Dentro da Pluma havia um monstro. Leonard nunca tinha visto uma aberração além dele mesmo. No entanto, ali estava um homem, ou qualquer coisa parecida com um homem, com a pele arreganhada em torno dos ossos, derretidada como lava recém esfriada.

Acidente e monstro paralizaram, um assustado com o que viu, o outro espantado por ser visto. O monstro recuou, escapando da luz e da vista, e escondeu-se na sombra. Não foi uma fuga de coelho apavorado, mas um retroceder de cão de guarda treinado, esperando para ver o que queria o invasor.

De uma porta atrás do balcão surgiu outro monstro, igualmente distorcido, igualmente atento como cão decidindo se farejou inimigo ou aliado. O terceiro monstro, que surgiu com um balde e um pano na mão, era menor que os outros dois, e tinha só um lado derretido. Quando viu o pano e o balde, Leonard percebeu que os outros dois também carregavam materias de limpeza. O primeiro segurava uma vassoura em riste, como se fosse uma lança. O segunto tinha um escovão, empunhado igual a uma espada. O terceiro empunhava o pano e o balde exatamente como se empunharia um pano e um balde.

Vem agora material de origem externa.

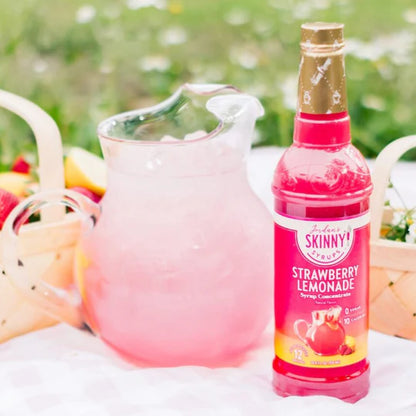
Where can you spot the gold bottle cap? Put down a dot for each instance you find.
(322, 88)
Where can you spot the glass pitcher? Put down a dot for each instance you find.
(174, 266)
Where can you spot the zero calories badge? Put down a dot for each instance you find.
(325, 243)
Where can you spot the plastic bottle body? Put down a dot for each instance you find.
(325, 182)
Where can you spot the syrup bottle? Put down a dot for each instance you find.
(321, 187)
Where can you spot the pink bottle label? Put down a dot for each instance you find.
(321, 290)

Leonard deu um passo à frente e fechou a porta.

— Me disseram que eu encontraria o prefeito de Tuen aqui na Pluma — ele disse.

O homem derretido pela metade disse que o prefeito deveria estar em casa a esta hora e deu instruções de como chegar lá. Um dos monstros maiores ralhou com ele por ceder informações tão livremente a um estranho, ao que ele respondeu:

— Desconfiar de tudo e todos é muito cansativo. — E pôs-se a limpar, dando o episódio por encerrado.

Leonard se refugiou no frio da rua. Lembrou-se do rabo de Jean quando salvou-o do fogo e ficou se perguntando como alguém podia viver sob pele falecida. O rabo de Jean, ele teve de cortar, mas aqueles homens tinham as mãos tão queimadas quanto os rostos. Se eles arrancassem as peles, talvez ficassem menos terríveis do que estavam agora.